Returning to the U.K. after the war, Mad Jack restored steamships and continued his love of motorcycling. And then, in 1951, he came into possession of the fastest road-going motorcycle in the world.
Originally, the 1947 Rapide had been purchased by a Scottish gentleman racer named Alex Phillip. He entered the bike in the new 1000cc class at the Isle of Man TT several times and in 1950 took an outright win. Phillip had ridden his Rapide to and from the TT, but on his victorious return trip, disaster struck. Both he and his wife, who was riding pillion, were seriously injured when they were broadsided by a truck.
The Rapide was sent back to Vincent, where it was made better than new. Vincent upgraded the bike to top-tier Black Lightning specification, which meant stouter connecting rods, enlarged inlet ports, and racing carburetors, along with a comprehensive lightweighting of the chassis.
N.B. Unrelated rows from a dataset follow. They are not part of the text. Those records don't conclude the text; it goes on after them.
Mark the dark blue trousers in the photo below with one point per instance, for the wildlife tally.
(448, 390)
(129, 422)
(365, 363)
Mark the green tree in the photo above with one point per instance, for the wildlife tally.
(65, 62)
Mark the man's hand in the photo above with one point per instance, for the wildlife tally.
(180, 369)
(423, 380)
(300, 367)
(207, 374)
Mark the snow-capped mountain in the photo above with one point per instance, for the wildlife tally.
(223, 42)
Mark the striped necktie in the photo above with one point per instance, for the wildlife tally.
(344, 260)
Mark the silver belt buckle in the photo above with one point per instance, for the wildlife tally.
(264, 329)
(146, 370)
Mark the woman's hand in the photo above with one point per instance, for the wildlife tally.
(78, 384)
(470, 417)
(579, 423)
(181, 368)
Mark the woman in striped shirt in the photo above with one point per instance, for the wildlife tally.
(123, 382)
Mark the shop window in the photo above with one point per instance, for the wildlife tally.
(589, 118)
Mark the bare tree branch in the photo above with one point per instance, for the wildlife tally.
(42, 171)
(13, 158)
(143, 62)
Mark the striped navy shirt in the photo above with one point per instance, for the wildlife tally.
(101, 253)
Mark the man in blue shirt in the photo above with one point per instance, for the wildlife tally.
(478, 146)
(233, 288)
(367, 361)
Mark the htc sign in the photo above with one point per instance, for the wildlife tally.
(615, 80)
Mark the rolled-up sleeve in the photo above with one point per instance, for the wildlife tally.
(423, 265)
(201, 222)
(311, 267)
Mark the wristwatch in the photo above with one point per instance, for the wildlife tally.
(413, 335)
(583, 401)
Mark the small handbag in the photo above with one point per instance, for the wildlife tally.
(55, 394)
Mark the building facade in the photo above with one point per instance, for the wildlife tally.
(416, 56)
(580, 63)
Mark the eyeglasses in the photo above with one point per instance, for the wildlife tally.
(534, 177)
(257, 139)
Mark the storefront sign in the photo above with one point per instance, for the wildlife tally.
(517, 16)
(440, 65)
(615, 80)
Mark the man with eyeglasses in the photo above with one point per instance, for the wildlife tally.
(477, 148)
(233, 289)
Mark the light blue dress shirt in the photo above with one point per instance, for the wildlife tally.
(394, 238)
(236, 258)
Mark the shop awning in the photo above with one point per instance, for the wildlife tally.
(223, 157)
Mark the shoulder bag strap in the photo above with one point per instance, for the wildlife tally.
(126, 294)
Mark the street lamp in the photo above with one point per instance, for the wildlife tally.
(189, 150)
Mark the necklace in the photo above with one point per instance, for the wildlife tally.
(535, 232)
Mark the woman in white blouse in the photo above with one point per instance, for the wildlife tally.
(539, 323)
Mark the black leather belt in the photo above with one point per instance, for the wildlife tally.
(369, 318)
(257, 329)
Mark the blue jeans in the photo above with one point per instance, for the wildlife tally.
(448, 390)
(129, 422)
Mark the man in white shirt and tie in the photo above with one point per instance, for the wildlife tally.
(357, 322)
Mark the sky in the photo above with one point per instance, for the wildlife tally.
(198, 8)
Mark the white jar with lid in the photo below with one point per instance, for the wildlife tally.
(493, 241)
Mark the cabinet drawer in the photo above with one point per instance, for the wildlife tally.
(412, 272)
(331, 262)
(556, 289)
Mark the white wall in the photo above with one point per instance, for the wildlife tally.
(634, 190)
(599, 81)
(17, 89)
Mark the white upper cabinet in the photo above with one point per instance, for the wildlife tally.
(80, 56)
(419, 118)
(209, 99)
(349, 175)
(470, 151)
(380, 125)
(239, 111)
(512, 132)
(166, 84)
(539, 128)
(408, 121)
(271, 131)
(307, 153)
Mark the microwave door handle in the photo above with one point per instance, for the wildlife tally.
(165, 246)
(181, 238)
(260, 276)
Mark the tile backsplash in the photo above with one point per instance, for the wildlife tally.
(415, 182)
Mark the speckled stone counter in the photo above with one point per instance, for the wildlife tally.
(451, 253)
The result was over 70 hp from the pushrod V-twin, set against a feathery sub-400-pound curb weight. Top speed went from 125 mph to 150.
By the time repair and modifications were complete, Phillip had been laid up in hospital for months and funds were low. He advertised the bike for sale and got an enthusiastic response from one John Churchill.
Mad Jack Churchill lived until 1996, dying in Surrey, England, at the age of 89. In his retirement years, he used to startle his fellow rail travelers by flinging his briefcase out the window of the train as it passed his back garden. It saved him the effort of lugging it home from the station.
He was one of the great eccentrics: courageous, daring, and doggedly marching to the beat of a different drum. Or rather, to the skirl of a different bagpipe. Mad Jack Churchill and his Vincent Black Shadow were two of a kind: a larger-than-life figure and a screaming-fast superbike with genuine TT-winning pedigree.